First of all we clearly recommend you try to buy this book, it includes information not only interesting to Shintaido participants but for any person in the martial arts, furthermore, the description of Shintaido’s foundations and basics are very compelling. H. Aoki as the text recounts was one of Master Egami’s important students. When Master Egami founded the Rakutenkai, a group of 30 Shotokai godan and specialists in various Japanese arts with the objective of researching the arts, Mr. Aoki was chosen o guide the group, through this group Mr. Egami fostered the idea of Sogo-Budo or Holistic Martial Art. Once the foundations of a new martial art where established, Master Egami was not able to take off as it’s founder due to his responsibility in Shotokai. Today Master Aoki, the founder of Shintaido, is the director of the International Shintaido Federation.

…After I started practicing karate, I was very surprised. My honorable sempai or “seniors” trained me in a crazy, inexplicable way. The group captain or leader in each generation before me had been a man of high character, and most of the senior members were the same age or younger than I, so I wanted to survive the severe training and live up to their expectations. Often my body would be covered with welts, there would be blood in my urine and I would have to crawl on all fours to the bathroom at night. This type of training is almost impossible to envision in today’s more democratic, moral circumstances. It would have been unnecessary at the time, also, if more effective methods had been available to us.

In the autumn of my second year, about one and a half years after I joined the karate club, Mr. Shigeru Egami, called the “phantom master”, appeared in Tokyo after spending many years in the country. We asked him to teach us as a special instructor. At the same time, I became captain of the Chuo University Karate Club and started to lead classes.

Egami’s teaching was like bright sunshine penetrating the darkness. He had been a great student under Gichin Funakoshi, the founder of modern Karate-do and the first master to bring Karate from Okinawa to Japan. Mr. Funakoshi had told his students that in Karate there are no title matches which would restrict them with rigid rules. Mr. Egami developed this idea by teaching us that the practice of Karate involves competition within oneself. He taught us that if there is an enemy, it is our self. He completely changed the traditional and feudalistic conception of our practice. In addition, his training was quite gentle and strangely soft; he never allowed a sadistic or oppressive feeling to enter our practice. Through his teaching, Karate movement suddenly approached the basic thinking of the artists and philosophers I had always admired in Japan and abroad. He introduced the stream of ki energy and a soft natural movement — unknown in the usual Karate world.

When we started our Karate Club practice under Mr. Egami, he would often say, “Why did Karate become so hard and stiff? It used to be much softer”. He used to say we should always seek softer movements which would be good even for sick and old people. His constant aim was the creation of a modern way of heiho — “a means of training in the day-to-day world” — by arranging the rough and simple fighting methods of the South China Sea area.

Mr.
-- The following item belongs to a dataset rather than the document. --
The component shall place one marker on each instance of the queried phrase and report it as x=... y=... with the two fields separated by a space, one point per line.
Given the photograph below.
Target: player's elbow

Egami’s teaching is an invaluable guide for anyone seeking a genuine martial art. He taught us to eliminate tension as much as possible through deepening concentration and proper meditation; to use holistic or integral power, rather that strength originating from one part of the body; to develop soft and natural movement with no surplus tension in the shoulders. These are the most basic tenets, not just for Karate, but for all body movements.

Shintaido does not diverge from this theory and I do not believe that it should. To be natural and move as we want is sufficient.